Most organizations would benefit from a more strategic approach to ethics, with formal structures to coordinate decision making across human resources, compliance, risk management, legal, CSR, government/investor relations, the C-suite, and the board.


CORPORATE PURPOSE

CSR is relevant to ethics and organizational culture. Management should reflect societal and environmental concerns in corporate strategy. It’s important for compliance, ethics, and finance teams to understand and monitor CSR trends. Many companies already have an internal function dedicated to CSR; sustainability; environmental, social, and governance (ESG) policies; corporate citizenship; and stakeholder capitalism.

“Companies that perform well on corporate-responsibility issues do better financially over the long term,” Taylor says.

Today, employees’ interests are focused not only on pay and benefits, but also on CSR and ethical issues such as climate change, client acceptance, and diversity and inclusion.

“The importance of corporate values and purpose is increasing for employees, particularly young workers,” Taylor says. “A credible approach to corporate responsibility is therefore essential in motivating and retaining employees.”

Rules ordering people not to do the wrong thing have limitations. Help to measure your organization’s positive impact and empower employees to shape and drive a more ethical business culture.

Taylor argues that current ESG reporting metrics rely too heavily on self-disclosure and policy commitments at the expense of management capacity and meaningful action.

“A great deal of work has been done to identify and apply clear, relevant metrics and issues for each industry, but comparability and consistency across different operating contexts is extremely challenging,” Taylor says.


BEHAVIORAL INSIGHTS

Taylor suggests applying behavioral-science research on ethics and how human beings really act.

“We’re all far more influenced by the social context and susceptible to motivated reasoning and ethical blind spots than we’d like to believe, and we all look to leadership to set ethical norms,” she says.

Such insights can help professionals to think more fruitfully about organizational design and culture, rather than focusing their efforts exclusively on finding and removing “bad apples.” There must be meaningful sanctions for illegal and unethical behavior. But rules can’t be made for every eventuality, so management needs to make employees more self-aware, considered, able to raise concerns, and knowledgeable about what to do in ambiguous situations.


EFFECT CULTURAL CHANGE

Employees are often effective at establishing and reinforcing an ethical culture as transparency increases. But corporate scandals have shown that internal whistleblowers have been ignored, even fired, so hotlines for reporting misconduct are insufficient. A well-designed culture-assessment process can help management identify where the biggest concerns lurk.

“I’d encourage all employees to show interest in ethics and to raise concerns and questions in team meetings, company town halls, and discussions with leadership, as well as to start building a culture of internal debate and awareness,” Taylor says.

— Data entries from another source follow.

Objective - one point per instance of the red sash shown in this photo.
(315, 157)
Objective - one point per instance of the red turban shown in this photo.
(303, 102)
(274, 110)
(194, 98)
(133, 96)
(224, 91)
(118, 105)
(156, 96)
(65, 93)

Organizations need to make progress in aligning annual risk assessments with sustainability-materiality assessments to incorporate systemic issues such as climate change. Strategic-planning teams can use scenario planning, a prerequisite for a credible climate strategy. Many companies’ weakness is focusing on individual events and short-term metrics at the expense of a more systemic approach.

“Scenario planning can open up opportunities for innovation, make companies more resilient to change, and help align strategic direction across the core business and oversight functions, including those responsible for ethics,” Taylor says.

Ethics and sustainability issues present challenges because causation and measurement are both difficult. Environmental costs such as emissions can be easier to quantify, but measuring the climate impacts of your supply chain is still a Herculean task. Measuring the benefits of an effective compliance function or an improved reputation is even harder.

“In the former case, we’re talking about successfully embedding perceptions of risk within an organization; in the latter, we’re trying to evaluate and measure public perceptions,” Taylor says.

Today, 61% of the value of the S&P 500 is in intangible factors such as research and development, brand, reputation, and network effects. Reputation has never been so important, and mitigating reputational risk is a big motivating factor in prioritizing ethics, sustainability, ESG, and CSR.